Here we use the [Haversine distance](https://scikit-learn.org/stable/modules/generated/sklearn.metrics.pairwise.haversine_distances.html?highlight=haversine#sklearn.metrics.pairwise.haversine_distances) to quantify the distance between two longitude and latitude coordinates.

In [10]:
def haversine(long, lat):
    """Compute Haversine distance between each consecutive coordinate in (long, lat)."""

    long_shifted = long.shift()
    lat_shifted = lat.shift()
    long_diff = long_shifted - long
    lat_diff = lat_shifted - lat

    a = np.sin(lat_diff/2.0)**2
    b = np.cos(lat) * np.cos(lat_shifted) * np.sin(long_diff/2.0)**2
    c = 2*np.arcsin(np.sqrt(a + b))

    return c

# Create temporary dataframe for computations.
loc_df = trans_df[["tid", "datetime", "cc_num"]].copy()

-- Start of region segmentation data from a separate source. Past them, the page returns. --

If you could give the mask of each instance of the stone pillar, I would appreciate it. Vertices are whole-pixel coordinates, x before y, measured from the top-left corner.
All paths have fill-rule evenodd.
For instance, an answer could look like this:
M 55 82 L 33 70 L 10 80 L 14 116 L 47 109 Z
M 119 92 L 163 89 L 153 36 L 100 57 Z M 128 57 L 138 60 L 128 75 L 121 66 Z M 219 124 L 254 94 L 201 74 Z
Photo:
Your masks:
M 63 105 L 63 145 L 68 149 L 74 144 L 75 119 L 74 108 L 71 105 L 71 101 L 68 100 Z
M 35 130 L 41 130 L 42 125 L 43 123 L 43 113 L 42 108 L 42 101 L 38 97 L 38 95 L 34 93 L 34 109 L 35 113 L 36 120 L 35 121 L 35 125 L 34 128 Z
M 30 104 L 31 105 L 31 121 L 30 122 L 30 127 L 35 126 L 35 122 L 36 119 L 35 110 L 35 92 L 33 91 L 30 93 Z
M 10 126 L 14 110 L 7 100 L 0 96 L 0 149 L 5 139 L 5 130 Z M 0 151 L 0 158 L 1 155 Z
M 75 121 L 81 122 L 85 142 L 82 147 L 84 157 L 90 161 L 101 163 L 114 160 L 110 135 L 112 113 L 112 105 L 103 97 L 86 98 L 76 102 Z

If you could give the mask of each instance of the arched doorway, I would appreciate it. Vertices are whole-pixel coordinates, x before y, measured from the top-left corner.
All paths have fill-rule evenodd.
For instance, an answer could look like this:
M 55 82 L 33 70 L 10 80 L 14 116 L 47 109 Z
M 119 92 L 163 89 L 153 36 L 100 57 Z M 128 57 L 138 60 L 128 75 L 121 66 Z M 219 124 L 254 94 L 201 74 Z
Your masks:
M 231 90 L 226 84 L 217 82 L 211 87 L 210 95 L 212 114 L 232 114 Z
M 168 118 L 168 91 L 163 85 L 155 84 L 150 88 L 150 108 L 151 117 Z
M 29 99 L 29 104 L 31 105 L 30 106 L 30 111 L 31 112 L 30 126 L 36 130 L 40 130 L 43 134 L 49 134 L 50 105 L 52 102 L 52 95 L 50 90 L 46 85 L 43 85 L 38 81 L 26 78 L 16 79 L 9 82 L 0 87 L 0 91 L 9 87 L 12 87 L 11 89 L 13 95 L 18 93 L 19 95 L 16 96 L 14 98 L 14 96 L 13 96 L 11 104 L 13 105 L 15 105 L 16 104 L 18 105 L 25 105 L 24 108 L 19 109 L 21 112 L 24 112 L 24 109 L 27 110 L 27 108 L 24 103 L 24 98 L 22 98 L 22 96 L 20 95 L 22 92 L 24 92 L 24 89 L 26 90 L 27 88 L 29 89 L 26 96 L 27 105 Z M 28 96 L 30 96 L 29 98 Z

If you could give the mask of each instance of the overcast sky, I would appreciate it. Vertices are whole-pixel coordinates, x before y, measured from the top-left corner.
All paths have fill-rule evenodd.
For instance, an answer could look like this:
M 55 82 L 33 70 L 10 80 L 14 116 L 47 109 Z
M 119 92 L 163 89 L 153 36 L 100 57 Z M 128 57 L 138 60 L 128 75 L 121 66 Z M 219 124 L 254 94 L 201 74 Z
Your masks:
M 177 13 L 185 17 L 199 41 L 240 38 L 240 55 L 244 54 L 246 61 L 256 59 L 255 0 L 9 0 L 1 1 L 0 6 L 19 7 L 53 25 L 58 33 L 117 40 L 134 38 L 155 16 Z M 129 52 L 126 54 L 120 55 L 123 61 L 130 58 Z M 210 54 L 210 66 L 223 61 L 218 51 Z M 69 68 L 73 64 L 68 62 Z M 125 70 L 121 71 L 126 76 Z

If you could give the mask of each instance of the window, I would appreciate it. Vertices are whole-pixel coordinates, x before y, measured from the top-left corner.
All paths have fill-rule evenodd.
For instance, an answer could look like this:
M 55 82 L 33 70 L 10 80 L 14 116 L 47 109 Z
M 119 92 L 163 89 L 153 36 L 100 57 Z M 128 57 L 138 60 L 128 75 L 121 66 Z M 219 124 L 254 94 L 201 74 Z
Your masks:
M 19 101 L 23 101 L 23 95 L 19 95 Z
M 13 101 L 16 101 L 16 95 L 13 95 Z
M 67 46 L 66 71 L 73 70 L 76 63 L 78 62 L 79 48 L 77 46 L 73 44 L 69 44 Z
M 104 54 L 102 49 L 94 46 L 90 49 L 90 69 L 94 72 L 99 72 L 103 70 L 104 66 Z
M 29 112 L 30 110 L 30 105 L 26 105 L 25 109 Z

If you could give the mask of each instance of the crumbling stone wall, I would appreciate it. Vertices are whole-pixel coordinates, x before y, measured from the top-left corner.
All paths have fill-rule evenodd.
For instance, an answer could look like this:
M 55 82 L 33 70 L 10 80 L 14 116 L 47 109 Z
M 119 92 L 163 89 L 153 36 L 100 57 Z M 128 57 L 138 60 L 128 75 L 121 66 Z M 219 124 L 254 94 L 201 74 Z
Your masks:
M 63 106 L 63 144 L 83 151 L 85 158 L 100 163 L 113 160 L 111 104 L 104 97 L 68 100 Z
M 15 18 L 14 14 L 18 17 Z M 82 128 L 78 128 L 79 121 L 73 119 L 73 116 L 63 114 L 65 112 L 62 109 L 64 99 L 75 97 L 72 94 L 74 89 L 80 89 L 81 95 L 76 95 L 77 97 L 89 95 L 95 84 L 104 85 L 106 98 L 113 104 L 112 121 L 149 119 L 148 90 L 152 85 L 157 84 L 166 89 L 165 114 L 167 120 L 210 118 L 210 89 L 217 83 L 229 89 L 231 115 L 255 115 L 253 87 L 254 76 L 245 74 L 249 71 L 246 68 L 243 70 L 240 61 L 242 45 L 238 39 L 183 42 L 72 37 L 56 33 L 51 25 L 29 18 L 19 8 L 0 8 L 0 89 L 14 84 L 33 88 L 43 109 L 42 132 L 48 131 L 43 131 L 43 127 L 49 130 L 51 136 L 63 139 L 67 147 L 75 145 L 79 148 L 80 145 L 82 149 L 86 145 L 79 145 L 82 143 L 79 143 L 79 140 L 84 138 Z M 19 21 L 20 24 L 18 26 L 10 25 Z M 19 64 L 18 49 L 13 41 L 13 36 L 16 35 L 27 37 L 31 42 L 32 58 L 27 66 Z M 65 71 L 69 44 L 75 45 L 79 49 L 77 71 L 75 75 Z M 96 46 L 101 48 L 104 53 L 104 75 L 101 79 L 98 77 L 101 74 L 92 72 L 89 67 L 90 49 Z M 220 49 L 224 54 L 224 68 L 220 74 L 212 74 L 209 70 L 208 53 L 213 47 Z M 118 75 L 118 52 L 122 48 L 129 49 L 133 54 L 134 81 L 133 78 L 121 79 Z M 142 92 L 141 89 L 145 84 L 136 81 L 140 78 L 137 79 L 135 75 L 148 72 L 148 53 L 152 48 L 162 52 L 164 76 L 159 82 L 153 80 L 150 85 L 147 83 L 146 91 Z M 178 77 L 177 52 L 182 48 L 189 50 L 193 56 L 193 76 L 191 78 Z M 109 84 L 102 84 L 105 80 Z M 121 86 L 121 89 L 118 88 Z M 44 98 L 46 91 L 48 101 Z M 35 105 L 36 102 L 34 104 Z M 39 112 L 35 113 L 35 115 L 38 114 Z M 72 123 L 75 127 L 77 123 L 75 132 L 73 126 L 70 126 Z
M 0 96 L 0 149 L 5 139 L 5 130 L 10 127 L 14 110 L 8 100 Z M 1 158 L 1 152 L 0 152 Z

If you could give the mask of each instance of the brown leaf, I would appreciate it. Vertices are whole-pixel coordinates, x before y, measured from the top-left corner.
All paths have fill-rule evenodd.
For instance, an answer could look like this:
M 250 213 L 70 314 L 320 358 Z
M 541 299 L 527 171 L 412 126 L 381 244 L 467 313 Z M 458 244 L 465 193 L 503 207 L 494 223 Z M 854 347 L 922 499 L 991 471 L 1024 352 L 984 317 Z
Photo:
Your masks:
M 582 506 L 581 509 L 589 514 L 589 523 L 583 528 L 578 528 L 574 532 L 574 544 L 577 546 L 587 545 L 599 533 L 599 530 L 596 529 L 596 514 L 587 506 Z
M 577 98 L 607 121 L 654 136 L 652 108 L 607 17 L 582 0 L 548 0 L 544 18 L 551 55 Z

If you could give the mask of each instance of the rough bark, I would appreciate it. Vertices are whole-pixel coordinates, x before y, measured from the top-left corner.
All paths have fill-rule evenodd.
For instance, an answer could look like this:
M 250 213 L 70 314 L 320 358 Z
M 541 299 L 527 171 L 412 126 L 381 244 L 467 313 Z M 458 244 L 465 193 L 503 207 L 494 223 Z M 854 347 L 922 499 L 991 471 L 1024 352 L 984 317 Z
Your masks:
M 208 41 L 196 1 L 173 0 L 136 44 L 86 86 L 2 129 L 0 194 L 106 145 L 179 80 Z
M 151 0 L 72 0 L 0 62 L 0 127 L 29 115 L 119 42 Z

# Distance betwen each consecutive transaction of a card.
loc_df["loc_delta"] = cc_group.apply(lambda x: haversine(x["longitude"], x["latitude"]))\
    .reset_index(level=0, drop=True)\
    .fillna(0)

loc_df["loc_delta_mavg"] = loc_df.groupby("cc_num")[["datetime", "loc_delta"]]\
    .rolling(window_len, on="datetime")\
    .mean()\
    .reset_index(level=0, drop=True)\
    .drop(columns=["datetime"])

trans_4h_aggs_df["loc_delta"] = loc_df["loc_delta"]
trans_4h_aggs_df["loc_delta_mavg"] = loc_df["loc_delta_mavg"]

trans_4h_aggs_df.tail()

Unnamed: 0,tid,trans_volume_mavg,trans_volume_mstd,trans_freq,loc_delta,loc_delta_mavg
263950,8fcb8bb87f0edfe2464f49e0b3b49a31,63.97,0.0,1.0,0.00017,0.00017
406927,c615c36e298e4ce00238484a93b581ae,585.64,0.0,1.0,9.6e-05,9.6e-05
65483,f0150f187cc462f7f649a4a8e13af28f,48.72,0.0,1.0,9.8e-05,9.8e-05
299322,bbd562425595518ec5d97ca41400aef9,1.42,0.0,1.0,3.4e-05,3.4e-05
224380,1a348f9ce0477c264edd70cff9a46beb,11.82,0.0,1.0,8.9e-05,8.9e-05


In [11]:
trans_4h_aggs_fg = fs.create_feature_group(
    name=f"transactions_{window_len}_aggs",
    description=f"Aggregate transaction data over {window_len} windows.",
    primary_key=["tid"],
    online_enabled=True,
)
trans_4h_aggs_fg.save(trans_4h_aggs_df)

Configuring ingestion job...
Uploading Pandas dataframe...
Launching ingestion job...
Ingestion Job started successfully, you can follow the progress at https://hopsworks.glassfish.service.consul:8182/p/125/jobs/named/transactions_4h_aggs_1_insert_fg_25042022203515/executions




<hsfs.core.job.Job at 0x7fa58e680430>

### Next Steps

Now we have all the features we need for model training. In the next notebook, we will combine these features into a dataset that is compatible with the model we will train.